Since 2009, four people have died in drunk driving crashes after leaving the venue. But Gellner says banning alcohol outside the amphitheater isn't going to solve the problem.
"I don't know where they're talking about being safe," he says. "Alcohol's still going to happen inside, and people are still going to drive home drunk."
The Facebook page and accompanying boycott asks patrons to forgo buying beer or any alcoholic drinks inside Jiffy Lube Live.
Gellner also says tailgating isn't just about drinking: He met his girlfriend in the venue's parking lot last year.
"They've got 6,000 customers right now telling them what they should want to hear, and that's, 'Tailgating is a big part'" of the concert experience, Gellner says.
Jeremiah Xenakis, a spokesman for Live Nation -- the company that owns and operates Jiffy Lube Live -- says the ban follows a review of operations and input from the community and law enforcement.
He also notes that state law prohibits drinking in public and public intoxication.
"The policy is in place for the safety and courtesy of all of our guests," Xenakis says an an email to WTOP. "We are committed to promoting a fun, friendly and safe environment for our fans to enjoy the shows at Jiffy Lube Live while also observing everyone's obligation to comply with the public drinking laws."
Xenakis says there are no plans to change or eliminate the new ban, but that Live Nation understands "how upset fans are about the policy change."

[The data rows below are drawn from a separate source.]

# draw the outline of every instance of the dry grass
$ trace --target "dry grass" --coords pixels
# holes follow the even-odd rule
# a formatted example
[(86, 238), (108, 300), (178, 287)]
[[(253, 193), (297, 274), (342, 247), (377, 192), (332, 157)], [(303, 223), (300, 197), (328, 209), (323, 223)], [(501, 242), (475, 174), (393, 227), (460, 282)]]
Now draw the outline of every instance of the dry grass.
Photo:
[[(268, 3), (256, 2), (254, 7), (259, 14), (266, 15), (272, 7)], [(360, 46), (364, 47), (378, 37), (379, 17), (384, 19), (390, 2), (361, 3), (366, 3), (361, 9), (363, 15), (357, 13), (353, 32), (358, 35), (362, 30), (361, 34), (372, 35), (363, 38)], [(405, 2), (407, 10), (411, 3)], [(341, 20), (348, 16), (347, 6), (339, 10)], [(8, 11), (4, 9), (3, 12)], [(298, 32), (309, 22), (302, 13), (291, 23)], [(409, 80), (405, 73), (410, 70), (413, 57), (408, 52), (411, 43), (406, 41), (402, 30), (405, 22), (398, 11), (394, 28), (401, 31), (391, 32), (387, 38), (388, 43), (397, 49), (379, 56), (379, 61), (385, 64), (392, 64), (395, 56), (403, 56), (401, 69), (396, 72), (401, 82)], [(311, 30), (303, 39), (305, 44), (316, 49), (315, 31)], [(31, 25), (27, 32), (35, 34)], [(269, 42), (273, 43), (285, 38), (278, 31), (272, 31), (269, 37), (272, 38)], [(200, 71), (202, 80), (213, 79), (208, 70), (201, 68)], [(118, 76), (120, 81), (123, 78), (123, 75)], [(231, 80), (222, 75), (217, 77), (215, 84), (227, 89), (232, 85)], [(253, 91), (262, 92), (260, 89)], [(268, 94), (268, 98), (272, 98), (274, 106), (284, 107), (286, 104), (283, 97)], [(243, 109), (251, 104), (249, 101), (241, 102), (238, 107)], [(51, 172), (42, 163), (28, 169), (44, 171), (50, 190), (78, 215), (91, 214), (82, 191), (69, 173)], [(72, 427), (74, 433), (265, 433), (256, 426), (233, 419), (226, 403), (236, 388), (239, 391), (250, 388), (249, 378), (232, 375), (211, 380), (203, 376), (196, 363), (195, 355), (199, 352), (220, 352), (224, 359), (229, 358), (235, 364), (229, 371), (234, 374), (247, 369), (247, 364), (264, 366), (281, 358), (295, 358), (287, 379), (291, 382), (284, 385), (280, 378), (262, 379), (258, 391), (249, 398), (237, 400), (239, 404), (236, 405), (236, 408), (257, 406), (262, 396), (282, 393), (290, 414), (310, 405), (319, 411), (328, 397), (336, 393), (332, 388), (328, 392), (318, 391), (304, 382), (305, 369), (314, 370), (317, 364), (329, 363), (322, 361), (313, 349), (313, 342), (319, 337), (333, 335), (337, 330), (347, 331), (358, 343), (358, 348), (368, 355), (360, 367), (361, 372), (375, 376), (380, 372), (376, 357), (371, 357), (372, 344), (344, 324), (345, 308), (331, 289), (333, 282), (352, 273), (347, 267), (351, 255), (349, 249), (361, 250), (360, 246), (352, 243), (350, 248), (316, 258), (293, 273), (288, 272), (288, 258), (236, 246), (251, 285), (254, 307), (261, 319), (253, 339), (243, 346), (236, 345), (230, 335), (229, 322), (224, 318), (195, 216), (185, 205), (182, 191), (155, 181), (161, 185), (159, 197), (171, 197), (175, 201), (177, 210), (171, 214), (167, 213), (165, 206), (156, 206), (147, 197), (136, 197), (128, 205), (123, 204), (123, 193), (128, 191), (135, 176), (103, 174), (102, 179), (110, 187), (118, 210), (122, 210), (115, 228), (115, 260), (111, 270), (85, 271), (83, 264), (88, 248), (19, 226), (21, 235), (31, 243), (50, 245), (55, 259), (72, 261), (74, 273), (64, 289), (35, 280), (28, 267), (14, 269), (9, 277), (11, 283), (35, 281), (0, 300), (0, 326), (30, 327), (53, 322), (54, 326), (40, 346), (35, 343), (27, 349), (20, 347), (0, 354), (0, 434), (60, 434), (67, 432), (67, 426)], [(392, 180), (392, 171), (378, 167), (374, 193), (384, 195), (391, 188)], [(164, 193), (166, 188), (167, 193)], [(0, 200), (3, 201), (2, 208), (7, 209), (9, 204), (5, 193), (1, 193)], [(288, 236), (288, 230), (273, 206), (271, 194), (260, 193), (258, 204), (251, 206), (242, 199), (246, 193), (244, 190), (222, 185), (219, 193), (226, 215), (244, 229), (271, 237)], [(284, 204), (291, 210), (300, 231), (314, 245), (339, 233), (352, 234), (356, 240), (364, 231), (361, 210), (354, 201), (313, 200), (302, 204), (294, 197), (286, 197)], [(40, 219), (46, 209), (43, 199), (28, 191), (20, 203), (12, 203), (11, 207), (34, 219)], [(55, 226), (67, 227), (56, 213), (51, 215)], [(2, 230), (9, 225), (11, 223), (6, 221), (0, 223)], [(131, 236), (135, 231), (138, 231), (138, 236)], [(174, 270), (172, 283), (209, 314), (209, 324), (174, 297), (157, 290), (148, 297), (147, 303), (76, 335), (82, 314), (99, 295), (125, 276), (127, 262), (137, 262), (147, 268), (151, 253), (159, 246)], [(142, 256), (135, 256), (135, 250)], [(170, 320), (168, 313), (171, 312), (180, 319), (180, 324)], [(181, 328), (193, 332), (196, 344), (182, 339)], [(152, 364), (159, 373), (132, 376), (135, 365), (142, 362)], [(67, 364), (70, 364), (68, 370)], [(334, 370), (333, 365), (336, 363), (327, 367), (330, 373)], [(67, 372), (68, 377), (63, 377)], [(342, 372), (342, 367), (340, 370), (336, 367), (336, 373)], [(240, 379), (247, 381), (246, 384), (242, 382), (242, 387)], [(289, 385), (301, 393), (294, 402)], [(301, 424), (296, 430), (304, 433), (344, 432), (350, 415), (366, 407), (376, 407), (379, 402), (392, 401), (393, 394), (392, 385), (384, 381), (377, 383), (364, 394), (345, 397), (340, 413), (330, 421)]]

"We especially appreciate some of the alternative ideas fans are proposing and we will continue to discuss solutions that make sure fans continue to have a fun and safe concert experience at our venue," he says.
Enforcing the ban will be up to staff at the pavilion, who will ask anyone violating the rules to stop or leave. Prince William County Police Maj. Steve Hudson says police will be there if they are needed.

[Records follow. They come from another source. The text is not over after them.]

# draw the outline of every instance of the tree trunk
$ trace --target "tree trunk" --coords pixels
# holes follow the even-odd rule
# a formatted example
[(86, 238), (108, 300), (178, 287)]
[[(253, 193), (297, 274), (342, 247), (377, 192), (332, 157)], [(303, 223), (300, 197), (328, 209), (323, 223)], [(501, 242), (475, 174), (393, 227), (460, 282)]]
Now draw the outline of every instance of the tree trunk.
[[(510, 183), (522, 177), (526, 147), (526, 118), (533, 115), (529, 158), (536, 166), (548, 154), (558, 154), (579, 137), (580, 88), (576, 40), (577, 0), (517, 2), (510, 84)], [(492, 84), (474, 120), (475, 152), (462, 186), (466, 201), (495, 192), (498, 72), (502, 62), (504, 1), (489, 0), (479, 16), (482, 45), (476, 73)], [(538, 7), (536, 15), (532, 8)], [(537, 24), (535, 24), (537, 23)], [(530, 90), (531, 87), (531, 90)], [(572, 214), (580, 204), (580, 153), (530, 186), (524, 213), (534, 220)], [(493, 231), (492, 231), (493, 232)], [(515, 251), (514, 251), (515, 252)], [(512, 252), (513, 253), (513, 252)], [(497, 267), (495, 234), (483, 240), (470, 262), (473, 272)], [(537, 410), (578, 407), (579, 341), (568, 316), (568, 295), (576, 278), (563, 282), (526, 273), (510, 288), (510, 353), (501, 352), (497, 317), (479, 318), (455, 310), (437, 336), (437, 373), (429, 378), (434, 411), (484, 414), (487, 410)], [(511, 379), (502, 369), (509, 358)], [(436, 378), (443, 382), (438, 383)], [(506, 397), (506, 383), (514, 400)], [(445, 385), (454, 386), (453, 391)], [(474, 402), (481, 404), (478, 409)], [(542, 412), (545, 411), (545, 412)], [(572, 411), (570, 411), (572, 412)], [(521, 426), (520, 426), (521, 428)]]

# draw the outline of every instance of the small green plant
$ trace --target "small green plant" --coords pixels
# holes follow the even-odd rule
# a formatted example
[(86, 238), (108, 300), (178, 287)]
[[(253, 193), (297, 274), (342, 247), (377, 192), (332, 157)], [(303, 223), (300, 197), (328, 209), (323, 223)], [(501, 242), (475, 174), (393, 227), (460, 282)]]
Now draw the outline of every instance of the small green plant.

"If they won't desist in what they are doing, and they continue to refuse, police will be brought in and they could be charged with trespassing," he says.
Police Chief Charlie Deane says in the past they have warned people, made arrests and set up drunk driving checkpoints, but nothing seemed to work. Deane says he is glad the owners of the pavilion made the decision.
Country singer Jason Aldean's sold-out show on Saturday will be the first to take place under the new ban. Those coming to the concert also will not be allowed to set up pop-up tents or portable grills in parking lot before the show.